By Bettina Tratz-Ryan
Check out the Gartner blog, where this post was originally published.
Last week, I had the opportunity to attend the Smarter Cities event hosted by IBM in Rio de Janeiro in Brazil. My first experience was a visit to Rio’s Operations Center, built by the city and IBM as part of the city’s urbanization strategy to integrate 30 different agencies that manage the city and citizen’s services. IBM has built the first stage of the operations center as an infrastructure platform with the information management capabilities available. Each city has the ability to integrate those capabilities around their specific requirements of process alignment and data integrity. By building this center for Rio, IBM is moving its previously fully customized delivery of the smart city framework into a platform and service solutions model.
The operations center is focused in its core to provide a comprehensive emergency response system, implement crime prevention, detect and handle utility outages and traffic issues, resulting in safety and revitalization of different sections of the city. What I saw was equivalent to Mission Control Center NASA, a large wall full of different control screens, with feeds from over 400 video cameras and other sensors, as well as a map, with infrastructure outages and remediation activities. Operators from the different agencies were monitoring the screens, and based on the different scenarios, applied the appropriate standard operating procedures that determine activities and processes between the different agencies. What was really amazing though was the fact that, at this point, none of the operators really worked with the full capability of the integrated processes and data flows that proactively share and consolidate information between the agencies. Still, the center worked like clockwork.
After talking to the people and getting an understanding how the feeds of data and information from different databases and simulation schemes such as weather, topological changes and traffic are being analyzed, it was clear that the process of aligning and standardizing syntax and information logic across the agencies will not happen overnight. The operations center has been working for more than 10 months now, and the ability to have all of those subsystems under one roof and collaboratively working on traffic jams, electricity outages, weather challenges, etc., actually becomes an A+ success factor in Rio’s urban city operations. Bringing agencies under one roof and develop standard operations procedures sounds initially so trivial but represents a real game changer for many cities, considering that different public and private entities have always worked with different premises in their “day to day” activities or in their crisis resolutions. For Rio, the cooperation model has enabled the city to deal with their worst case scenario: heavy rainfalls that will threaten Favellas with mudslides. The center has now the ability to warn residents, through text messages and sirens, of the pending dangers and evacuations can be ordered almost immediately. Fixing electricity and street light outages is improving crime rate statistics in a decreasingly way.
Even though the data cannot be integrated through all the systems, as every system takes time to identify a common syntax in all of the information, the action items that are triggered through the information displayed on the large monitor screens are. So the ”man pool” in the center provides the human interface to all the different organizations. Bringing change and the opportunity through knowledge and information about the city is being brought very close to the citizens as well. Through social media, websites and a single public service phone number, touchpoints to city administration, utilities and transport moves closer to the citizens of Rio.

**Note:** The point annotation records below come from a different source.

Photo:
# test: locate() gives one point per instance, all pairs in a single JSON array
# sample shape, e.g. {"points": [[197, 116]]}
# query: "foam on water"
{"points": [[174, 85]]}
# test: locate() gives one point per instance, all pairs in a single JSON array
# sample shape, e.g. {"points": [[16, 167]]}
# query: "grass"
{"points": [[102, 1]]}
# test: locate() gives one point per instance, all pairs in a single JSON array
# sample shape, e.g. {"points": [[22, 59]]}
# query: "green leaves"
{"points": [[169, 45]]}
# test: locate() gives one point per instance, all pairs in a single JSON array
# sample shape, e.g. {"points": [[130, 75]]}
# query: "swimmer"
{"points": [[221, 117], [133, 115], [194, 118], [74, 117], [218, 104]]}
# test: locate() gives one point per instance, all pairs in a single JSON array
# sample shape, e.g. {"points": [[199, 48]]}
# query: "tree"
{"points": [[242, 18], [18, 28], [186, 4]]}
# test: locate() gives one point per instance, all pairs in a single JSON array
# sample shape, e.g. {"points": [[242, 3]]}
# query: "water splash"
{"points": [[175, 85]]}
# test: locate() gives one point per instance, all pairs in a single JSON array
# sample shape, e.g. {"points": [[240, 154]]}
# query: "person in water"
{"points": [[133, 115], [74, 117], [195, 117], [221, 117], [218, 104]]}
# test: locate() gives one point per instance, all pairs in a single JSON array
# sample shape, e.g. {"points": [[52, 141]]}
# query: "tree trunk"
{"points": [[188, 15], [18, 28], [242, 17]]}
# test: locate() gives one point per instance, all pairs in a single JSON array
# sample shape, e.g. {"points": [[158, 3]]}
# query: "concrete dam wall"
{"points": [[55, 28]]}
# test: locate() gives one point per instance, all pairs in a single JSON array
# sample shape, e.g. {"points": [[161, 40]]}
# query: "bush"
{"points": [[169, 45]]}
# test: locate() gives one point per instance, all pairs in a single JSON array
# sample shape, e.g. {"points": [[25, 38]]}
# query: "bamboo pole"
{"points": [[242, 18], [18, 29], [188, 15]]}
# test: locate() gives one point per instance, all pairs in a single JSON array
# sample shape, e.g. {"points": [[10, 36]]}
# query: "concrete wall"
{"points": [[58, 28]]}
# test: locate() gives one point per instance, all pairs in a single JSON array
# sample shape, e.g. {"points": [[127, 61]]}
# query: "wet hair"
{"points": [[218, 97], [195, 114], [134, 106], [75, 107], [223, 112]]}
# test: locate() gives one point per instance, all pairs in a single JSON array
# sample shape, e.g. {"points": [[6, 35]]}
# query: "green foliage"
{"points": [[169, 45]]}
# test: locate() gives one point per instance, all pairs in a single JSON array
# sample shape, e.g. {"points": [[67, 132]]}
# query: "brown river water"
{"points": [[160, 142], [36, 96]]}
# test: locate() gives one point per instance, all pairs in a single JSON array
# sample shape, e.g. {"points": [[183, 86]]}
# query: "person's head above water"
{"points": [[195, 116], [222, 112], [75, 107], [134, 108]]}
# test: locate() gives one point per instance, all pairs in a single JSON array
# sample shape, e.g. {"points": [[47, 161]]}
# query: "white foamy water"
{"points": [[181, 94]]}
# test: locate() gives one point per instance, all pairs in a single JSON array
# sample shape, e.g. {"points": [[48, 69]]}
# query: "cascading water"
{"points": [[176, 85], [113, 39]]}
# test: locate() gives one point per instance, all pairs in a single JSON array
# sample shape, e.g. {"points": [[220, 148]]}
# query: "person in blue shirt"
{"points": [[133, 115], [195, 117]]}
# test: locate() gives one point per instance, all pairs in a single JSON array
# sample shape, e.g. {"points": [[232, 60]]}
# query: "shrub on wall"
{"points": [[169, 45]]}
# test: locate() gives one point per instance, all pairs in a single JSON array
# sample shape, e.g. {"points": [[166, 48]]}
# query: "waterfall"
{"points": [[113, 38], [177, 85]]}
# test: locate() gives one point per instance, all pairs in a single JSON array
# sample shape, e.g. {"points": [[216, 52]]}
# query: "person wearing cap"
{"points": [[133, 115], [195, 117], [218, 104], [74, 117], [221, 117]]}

They can partake in the transformation of their city by determining through different city application inclusion programs and competitions …what they expect from the new and more sustainable city! With the Soccer World Cup and Olympic Games approaching, this represents a great opportunity to leverage their ideas and get support for public investments and change management. The city is already successfully demonstrating the “usefulness” of its spending in the operations center on a daily basis. All the reporters and the news media broadcast live from the center, and can provide “up to the minute” weather and traffic information, school and special event information, anticipated outages and so on. The citizens see exactly what the mayor sees, giving the people the feeling that they are an equal partner in making the city a “smarter” environment.